A (hopefully) considerably copious collection of classical cipher crackers
Written in Python3 (and run with PyPy)
- Write a “text fitness evaluator” function which evaluates the likelihood that a given string of text is English
- Write a substitution cipher decoder (which can also server as a ROT13, Caesar, and Atbash decoder)
- Compile a list of common classical ciphers (drawing from Wikipedia and the National Cipher Competition)
- Write a word splitter which separates plaintext into words
- Investigate using AI to identify what cipher a ciphertext might be encrypted with
- Plaintext: a message which is readable and unencrypted
- Ciphertext: a message which is encrypted
- Decoder/Decrypter: a program which will decrypt a ciphertext when given the key
- Cracker: a program that can decrypt a ciphertext without the key, usually by making use of the decrypter
A cracker has three major components: the key-finding algorithm, the decrypter, and the text evaluator.

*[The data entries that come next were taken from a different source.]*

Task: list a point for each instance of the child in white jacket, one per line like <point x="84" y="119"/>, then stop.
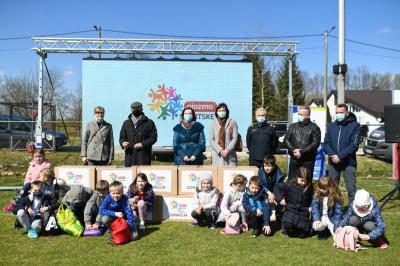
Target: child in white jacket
<point x="232" y="201"/>
<point x="205" y="202"/>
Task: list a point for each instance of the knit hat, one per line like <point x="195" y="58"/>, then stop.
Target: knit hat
<point x="204" y="176"/>
<point x="362" y="199"/>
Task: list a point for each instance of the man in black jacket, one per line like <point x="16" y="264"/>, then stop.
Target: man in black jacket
<point x="261" y="139"/>
<point x="137" y="136"/>
<point x="302" y="139"/>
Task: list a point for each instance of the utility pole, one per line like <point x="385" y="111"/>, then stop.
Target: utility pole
<point x="98" y="29"/>
<point x="342" y="67"/>
<point x="326" y="65"/>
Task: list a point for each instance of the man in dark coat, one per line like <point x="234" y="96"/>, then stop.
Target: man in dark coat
<point x="261" y="139"/>
<point x="137" y="136"/>
<point x="341" y="145"/>
<point x="302" y="139"/>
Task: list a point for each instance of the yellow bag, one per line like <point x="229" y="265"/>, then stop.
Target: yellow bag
<point x="68" y="222"/>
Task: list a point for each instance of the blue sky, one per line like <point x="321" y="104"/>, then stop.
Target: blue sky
<point x="375" y="22"/>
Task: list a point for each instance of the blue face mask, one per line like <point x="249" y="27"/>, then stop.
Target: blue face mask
<point x="340" y="117"/>
<point x="260" y="119"/>
<point x="187" y="118"/>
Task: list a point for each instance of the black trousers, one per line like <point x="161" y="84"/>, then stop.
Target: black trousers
<point x="293" y="166"/>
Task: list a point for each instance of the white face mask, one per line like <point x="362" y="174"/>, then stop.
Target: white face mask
<point x="221" y="114"/>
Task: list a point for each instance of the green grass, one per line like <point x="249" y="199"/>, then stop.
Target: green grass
<point x="178" y="243"/>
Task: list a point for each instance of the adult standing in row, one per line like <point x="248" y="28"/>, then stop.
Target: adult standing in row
<point x="223" y="137"/>
<point x="302" y="139"/>
<point x="189" y="142"/>
<point x="261" y="139"/>
<point x="137" y="136"/>
<point x="98" y="141"/>
<point x="341" y="145"/>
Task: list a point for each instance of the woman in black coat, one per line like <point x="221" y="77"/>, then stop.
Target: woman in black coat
<point x="296" y="196"/>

The key-finding algorithm will generate keys which will be used by the decrypter to find the plaintext that the key would generate.
This plaintext will be tossed into the text evaluator.
If it gets a high score, the current key and plaintext will be saved as a possible answer.
As more keys get tested, the best key-plaintext pair will be continuously updated.
If the keyspace is small, then every key will be tested.
If brute force isn’t feasible, a hill-climbing algorithm will be used, where random changes to the key are either kept or dropped if they create a better text evaluation.
The goal of the algorithm is to reach a “hill”, where the plaintext is as likely to be the real message as possible.
Simulated annealing may also be used in the future.
Code should be written to prioritize speed when run under PyPy, though it should still be reasonably readable.
In particular, decrypters must be optimized to run quickly, as they are often called thousands of times in order to crack a cipher.
Different versions of decrypters should be tested and timed to determine which is most performant.
The same applies to the text fitness evaluator.